Predicted token: 3, Confidence: 0.10
Predicted token: 1, Confidence: 0.07
Predicted token: one, Confidence: 0.06
Predicted token: l, Confidence: 0.05
Predicted token: dun, Confidence: 0.04


## weak performance can be due to insufficient training, lack of training data, model architecture, or not tuning hyperparameters.

## Try a pretrained model from Hugging Face: Inferencing a pretrained BERT model

In [41]:
# Load the pretrained BERT model and tokenizer
pretrained_model = BertForMaskedLM.from_pretrained('bert-base-uncased')
pretrained_tokenizer = BertTokenizerFast.from_pretrained('bert-base-uncased')
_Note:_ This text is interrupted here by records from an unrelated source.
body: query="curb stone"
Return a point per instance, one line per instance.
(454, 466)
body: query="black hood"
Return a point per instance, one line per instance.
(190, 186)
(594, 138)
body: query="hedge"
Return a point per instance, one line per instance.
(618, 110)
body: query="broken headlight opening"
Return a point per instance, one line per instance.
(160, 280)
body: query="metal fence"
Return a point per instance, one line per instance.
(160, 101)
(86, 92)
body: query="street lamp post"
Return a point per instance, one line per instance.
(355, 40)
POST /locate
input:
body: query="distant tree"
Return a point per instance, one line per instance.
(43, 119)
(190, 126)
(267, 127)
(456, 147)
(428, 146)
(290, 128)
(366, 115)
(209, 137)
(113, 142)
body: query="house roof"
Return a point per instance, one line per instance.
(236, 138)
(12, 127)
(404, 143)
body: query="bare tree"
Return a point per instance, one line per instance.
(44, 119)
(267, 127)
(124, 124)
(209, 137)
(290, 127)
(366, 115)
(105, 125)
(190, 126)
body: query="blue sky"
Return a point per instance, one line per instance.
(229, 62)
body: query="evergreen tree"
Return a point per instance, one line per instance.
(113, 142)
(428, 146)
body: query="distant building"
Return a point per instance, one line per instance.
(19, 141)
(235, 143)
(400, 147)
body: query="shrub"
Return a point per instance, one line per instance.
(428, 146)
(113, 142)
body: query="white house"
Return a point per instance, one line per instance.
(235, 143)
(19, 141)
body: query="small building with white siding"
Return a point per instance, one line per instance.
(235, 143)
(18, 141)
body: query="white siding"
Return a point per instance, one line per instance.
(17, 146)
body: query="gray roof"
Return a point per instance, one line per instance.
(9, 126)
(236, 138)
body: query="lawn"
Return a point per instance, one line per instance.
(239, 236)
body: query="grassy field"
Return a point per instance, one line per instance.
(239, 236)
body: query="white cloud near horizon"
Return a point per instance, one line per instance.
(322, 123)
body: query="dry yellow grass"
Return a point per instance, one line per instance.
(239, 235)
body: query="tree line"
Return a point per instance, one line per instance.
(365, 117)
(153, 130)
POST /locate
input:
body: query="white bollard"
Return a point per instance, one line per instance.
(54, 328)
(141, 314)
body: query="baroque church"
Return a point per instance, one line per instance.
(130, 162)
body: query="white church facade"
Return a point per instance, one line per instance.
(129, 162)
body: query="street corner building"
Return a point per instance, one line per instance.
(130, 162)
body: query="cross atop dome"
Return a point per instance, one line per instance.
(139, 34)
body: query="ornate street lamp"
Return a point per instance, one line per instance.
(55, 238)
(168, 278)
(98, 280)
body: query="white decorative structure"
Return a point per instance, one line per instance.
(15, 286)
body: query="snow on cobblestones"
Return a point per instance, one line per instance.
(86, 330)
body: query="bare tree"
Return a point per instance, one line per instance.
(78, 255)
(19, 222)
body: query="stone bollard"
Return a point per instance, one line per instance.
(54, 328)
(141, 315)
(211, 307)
Some weights of the model checkpoint at bert-base-uncased were not used when initializing BertForMaskedLM: ['bert.pooler.dense.bias', 'bert.pooler.dense.weight', 'cls.seq_relationship.bias', 'cls.seq_relationship.weight']
- This IS expected if you are initializing BertForMaskedLM from the checkpoint of a model trained on another task or with another architecture (e.g. initializing a BertForSequenceClassification model from a BertForPreTraining model).
- This IS NOT expected if you are initializing BertForMaskedLM from the checkpoint of a model that you expect to be exactly identical (initializing a BertForSequenceClassification model from a BertForSequenceClassification model).


In [42]:
# Define the input text with a masked token
text = "This is a [MASK] movie!"

# Create the pipeline
mask_filler = pipeline(task='fill-mask', model=pretrained_model,tokenizer=pretrained_tokenizer)

# Perform inference using the pipeline
results = mask_filler(text)
for result in results:
    print(f"Predicted token: {result['token_str']}, Confidence: {result['score']:.2f}")

Device set to use cpu


Predicted token: great, Confidence: 0.16
Predicted token: horror, Confidence: 0.08
Predicted token: good, Confidence: 0.08
Predicted token: bad, Confidence: 0.05
Predicted token: fantastic, Confidence: 0.04


- better than last one that trained only on 100 data set

- but pretrained models cannot be used for specific tasks, such as sentiment extraction or sequence classification. This is why supervised fine-tuning methods are introduced.